El Ingreso Mínimo Vital en Ourense: 39 millones anuales y solo una de cada tres solicitudes aprobadas

La provincia recibe 39,6 millones de euros al año del IMV, pero solo una de cada tres solicitudes es aprobada; en Galicia, más de 40.000 hogares dependen de esta ayuda.

La provincia de Ourense recibe cada año 39,6 millones de euros del Ingreso Mínimo Vital (IMV), una prestación estatal que alcanza a 5.567 hogares, pero cuyo acceso sigue siendo un auténtico cuello de botella: apenas una de cada tres solicitudes logra la aprobación.

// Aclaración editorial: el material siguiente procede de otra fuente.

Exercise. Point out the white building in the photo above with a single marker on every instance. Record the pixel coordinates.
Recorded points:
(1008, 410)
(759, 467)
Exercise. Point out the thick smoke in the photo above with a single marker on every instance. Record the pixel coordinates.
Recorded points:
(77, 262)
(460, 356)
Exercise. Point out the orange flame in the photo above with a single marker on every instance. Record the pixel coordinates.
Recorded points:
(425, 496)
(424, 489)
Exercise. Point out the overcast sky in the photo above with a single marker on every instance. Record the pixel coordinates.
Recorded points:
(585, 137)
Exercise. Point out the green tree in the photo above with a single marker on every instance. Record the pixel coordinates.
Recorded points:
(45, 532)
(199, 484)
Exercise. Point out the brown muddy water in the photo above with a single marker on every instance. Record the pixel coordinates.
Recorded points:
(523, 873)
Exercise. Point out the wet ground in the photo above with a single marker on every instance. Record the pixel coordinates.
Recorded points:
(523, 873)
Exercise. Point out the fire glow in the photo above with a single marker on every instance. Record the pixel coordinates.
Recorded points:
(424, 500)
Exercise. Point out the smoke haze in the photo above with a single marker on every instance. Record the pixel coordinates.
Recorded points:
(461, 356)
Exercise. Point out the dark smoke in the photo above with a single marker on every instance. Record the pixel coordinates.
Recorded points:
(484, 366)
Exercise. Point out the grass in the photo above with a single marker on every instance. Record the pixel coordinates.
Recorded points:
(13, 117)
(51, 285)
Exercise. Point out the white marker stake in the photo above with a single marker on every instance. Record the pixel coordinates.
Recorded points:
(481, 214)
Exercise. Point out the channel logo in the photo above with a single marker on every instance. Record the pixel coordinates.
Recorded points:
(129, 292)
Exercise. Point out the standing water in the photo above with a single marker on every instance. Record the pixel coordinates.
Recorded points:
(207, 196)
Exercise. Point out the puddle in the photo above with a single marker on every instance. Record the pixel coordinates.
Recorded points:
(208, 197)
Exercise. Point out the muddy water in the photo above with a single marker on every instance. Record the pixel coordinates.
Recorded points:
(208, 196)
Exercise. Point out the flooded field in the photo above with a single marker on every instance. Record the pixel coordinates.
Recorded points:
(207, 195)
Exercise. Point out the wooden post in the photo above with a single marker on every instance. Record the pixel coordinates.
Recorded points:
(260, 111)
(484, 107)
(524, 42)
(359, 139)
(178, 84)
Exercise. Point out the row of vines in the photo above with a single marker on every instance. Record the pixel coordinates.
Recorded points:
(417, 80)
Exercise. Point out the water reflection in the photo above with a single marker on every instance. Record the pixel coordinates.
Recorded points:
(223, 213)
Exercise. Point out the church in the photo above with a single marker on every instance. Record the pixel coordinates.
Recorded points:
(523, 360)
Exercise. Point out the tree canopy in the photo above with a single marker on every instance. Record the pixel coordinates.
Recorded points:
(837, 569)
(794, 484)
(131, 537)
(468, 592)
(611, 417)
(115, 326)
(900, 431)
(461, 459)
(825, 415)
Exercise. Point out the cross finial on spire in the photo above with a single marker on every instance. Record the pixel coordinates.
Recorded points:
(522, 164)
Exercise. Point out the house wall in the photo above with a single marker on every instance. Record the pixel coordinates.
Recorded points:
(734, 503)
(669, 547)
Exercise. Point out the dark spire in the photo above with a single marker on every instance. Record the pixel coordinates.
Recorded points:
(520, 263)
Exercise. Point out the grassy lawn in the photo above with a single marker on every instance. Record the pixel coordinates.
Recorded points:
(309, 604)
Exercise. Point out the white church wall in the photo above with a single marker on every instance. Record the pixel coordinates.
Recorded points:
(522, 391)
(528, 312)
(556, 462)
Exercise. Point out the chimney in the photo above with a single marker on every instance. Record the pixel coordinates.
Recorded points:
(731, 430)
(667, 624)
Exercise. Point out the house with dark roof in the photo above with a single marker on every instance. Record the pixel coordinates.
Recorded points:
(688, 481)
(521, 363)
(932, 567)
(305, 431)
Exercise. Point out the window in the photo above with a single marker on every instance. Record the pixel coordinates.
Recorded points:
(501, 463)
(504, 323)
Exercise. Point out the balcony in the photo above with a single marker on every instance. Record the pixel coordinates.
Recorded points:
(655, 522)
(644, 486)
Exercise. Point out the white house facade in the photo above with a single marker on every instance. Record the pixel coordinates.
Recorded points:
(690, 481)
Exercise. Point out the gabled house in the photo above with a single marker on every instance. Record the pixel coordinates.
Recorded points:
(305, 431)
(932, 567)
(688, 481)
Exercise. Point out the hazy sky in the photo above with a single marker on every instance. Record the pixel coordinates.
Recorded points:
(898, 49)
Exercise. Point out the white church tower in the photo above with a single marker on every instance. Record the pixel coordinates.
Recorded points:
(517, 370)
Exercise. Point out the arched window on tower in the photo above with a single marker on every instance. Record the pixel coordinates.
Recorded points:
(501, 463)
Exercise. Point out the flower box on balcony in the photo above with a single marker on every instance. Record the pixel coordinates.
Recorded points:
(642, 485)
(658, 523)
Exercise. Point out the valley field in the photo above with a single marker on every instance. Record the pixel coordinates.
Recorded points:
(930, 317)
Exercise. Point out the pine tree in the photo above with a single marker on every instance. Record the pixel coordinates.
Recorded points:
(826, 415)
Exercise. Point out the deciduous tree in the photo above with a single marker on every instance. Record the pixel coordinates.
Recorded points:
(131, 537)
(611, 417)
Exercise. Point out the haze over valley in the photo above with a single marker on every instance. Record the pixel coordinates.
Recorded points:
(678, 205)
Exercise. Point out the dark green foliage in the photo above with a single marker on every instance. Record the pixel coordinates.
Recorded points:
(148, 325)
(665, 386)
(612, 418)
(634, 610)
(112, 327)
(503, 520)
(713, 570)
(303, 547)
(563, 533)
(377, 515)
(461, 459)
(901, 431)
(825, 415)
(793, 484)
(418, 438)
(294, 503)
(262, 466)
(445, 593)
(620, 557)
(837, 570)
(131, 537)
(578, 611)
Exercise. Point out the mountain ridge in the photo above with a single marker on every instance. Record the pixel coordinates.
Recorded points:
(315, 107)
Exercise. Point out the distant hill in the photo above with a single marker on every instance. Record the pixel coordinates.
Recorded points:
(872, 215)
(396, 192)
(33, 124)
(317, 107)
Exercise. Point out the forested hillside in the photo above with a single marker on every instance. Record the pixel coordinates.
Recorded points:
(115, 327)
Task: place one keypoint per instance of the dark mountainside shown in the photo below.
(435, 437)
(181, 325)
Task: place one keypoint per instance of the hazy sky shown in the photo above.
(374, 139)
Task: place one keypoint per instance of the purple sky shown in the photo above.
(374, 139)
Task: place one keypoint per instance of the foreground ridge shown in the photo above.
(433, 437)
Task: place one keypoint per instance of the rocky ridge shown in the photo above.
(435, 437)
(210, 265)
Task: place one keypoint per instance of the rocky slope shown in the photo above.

Así lo comunicó recientemente la Delegación del Gobierno en Galicia, que detalló que en la actualidad son 14.395 las personas que se benefician directa o indirectamente de esta ayuda en la provincia, con una cuantía media mensual de 537 euros y una inversión anual que roza los 40 millones de euros.

Estas cifras sitúan a Ourense como la segunda provincia gallega con menos prestaciones activas, solo por delante de Lugo, donde el IMV protege a 5.059 hogares. En el extremo opuesto, A Coruña lidera la lista con 16.118 hogares beneficiarios y un gasto mensual de 8,8 millones de euros.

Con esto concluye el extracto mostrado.